Bumbo Mines #2

Sunday 4 October 2020

Photos courtesy of Philip

Four walkers enjoyed a tough hike to the Bumbo #2 gold mine near Nerrigundah. This walk was last done in 2017 when the forest cover was very dense and navigation difficult. The January 2020 fires severely burnt this area which made hiking on the upper slopes easier and also exposed many features we had missed in 2017. The rains since the fires have resulted in dramatic growth of silvertop ash seedlings which appear like a carpet on the burnt hillside. We came across many shafts dug by the miners between 1895 and 1906 during the peak of the gold mining activities. Many of these shafts would have been hidden before the fires and we could have easily lost a few hikers.

The first tunnel is on the creek line with the water flowing out at a reasonable pace. Heading down stream to the second tunnel the bushfires exposed the remains of an old stone building on the hillside that was not seen in 2017.

The second tunnel is more accessible and has many interesting features. The first thing you experience standing at the entrance is a cool wind coming straight out at you which means it must connect to a shaft to create the breeze. I knew to bring a powerful torch to venture into this tunnel which we were able to do so for over 50m. At this point the tunnel reaches a drop off estimated to be over 10m deep.  This cut running perpendicular to the tunnel is very narrow and links via a shaft to the surface. Maybe this was the vein where they extracted 115kg of gold? When we turned the torch off we could see light on the tunnel wall coming from the shaft above which is quite spooky considering how far we were underground. The photo taken at this point was done using a time lapse shot and waving the torch on the walls to illuminate the features. The effect is quite dramatic showing the drop off at our feet and the continuation of the tunnel over the gap reminiscent of the scene from Indiana Jones and the Last Crusade.

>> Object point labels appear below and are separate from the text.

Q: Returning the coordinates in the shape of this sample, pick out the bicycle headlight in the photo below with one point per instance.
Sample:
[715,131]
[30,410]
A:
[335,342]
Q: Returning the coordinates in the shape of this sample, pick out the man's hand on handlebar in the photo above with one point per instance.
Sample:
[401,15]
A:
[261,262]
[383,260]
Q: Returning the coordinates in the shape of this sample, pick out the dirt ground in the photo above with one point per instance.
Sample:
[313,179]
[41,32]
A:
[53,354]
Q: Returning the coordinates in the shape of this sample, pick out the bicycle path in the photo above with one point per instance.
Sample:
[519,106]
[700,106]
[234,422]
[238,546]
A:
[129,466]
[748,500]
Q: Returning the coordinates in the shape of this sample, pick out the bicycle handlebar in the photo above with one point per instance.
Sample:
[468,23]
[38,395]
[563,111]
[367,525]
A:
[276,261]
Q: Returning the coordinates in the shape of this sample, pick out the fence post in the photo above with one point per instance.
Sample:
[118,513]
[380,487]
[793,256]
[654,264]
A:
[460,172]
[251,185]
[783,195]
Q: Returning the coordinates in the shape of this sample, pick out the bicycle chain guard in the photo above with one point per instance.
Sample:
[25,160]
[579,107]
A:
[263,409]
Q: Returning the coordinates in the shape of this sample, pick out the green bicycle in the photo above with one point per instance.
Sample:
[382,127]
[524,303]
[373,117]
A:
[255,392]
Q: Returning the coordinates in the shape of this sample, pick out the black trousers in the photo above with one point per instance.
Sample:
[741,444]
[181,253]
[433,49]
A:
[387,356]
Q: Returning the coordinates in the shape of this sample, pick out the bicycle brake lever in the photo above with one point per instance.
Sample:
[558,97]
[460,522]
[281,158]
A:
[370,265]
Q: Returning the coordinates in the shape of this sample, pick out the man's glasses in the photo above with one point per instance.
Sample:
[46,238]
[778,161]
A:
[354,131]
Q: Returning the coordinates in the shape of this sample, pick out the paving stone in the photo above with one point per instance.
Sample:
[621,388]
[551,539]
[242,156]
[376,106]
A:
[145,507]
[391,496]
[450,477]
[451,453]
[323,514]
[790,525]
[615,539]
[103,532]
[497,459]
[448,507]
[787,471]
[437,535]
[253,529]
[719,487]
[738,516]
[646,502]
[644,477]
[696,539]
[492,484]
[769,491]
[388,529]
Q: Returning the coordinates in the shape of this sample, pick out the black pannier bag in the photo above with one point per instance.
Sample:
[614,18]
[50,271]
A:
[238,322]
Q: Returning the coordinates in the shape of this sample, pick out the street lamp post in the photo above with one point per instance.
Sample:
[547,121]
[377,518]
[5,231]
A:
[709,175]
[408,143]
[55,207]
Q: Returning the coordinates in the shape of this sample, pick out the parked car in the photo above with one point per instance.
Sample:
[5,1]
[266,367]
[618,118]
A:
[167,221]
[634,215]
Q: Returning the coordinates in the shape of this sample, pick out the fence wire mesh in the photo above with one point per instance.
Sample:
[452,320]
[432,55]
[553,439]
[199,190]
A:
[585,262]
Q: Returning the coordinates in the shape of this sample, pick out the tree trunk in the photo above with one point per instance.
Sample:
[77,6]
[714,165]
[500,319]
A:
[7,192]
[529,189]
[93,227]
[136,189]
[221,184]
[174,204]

At the tunnel entrance we found abandoned equipment including fly wheels and rope rollers which would have been used to transport the ore downslope to the stamper on Bumbo creek via an aerial tramway.

600m downstream we arrived at the site of the old battery stamper which was cut into the hillside. All that remains are a number of flywheels, bolts, and other equipment abandoned when they removed the stamper over 100 years ago. Climbing up the slope we found a number of flat sites that could have served as locations for derricks supporting the aerial tramway bringing the ore from the mine to the stamper. This must have been a very impressive sight to observe in its day.

On the long climb back to the car (400m of elevation) we realised that in a few years from now the forest will reclaim this area and make navigation very difficult again.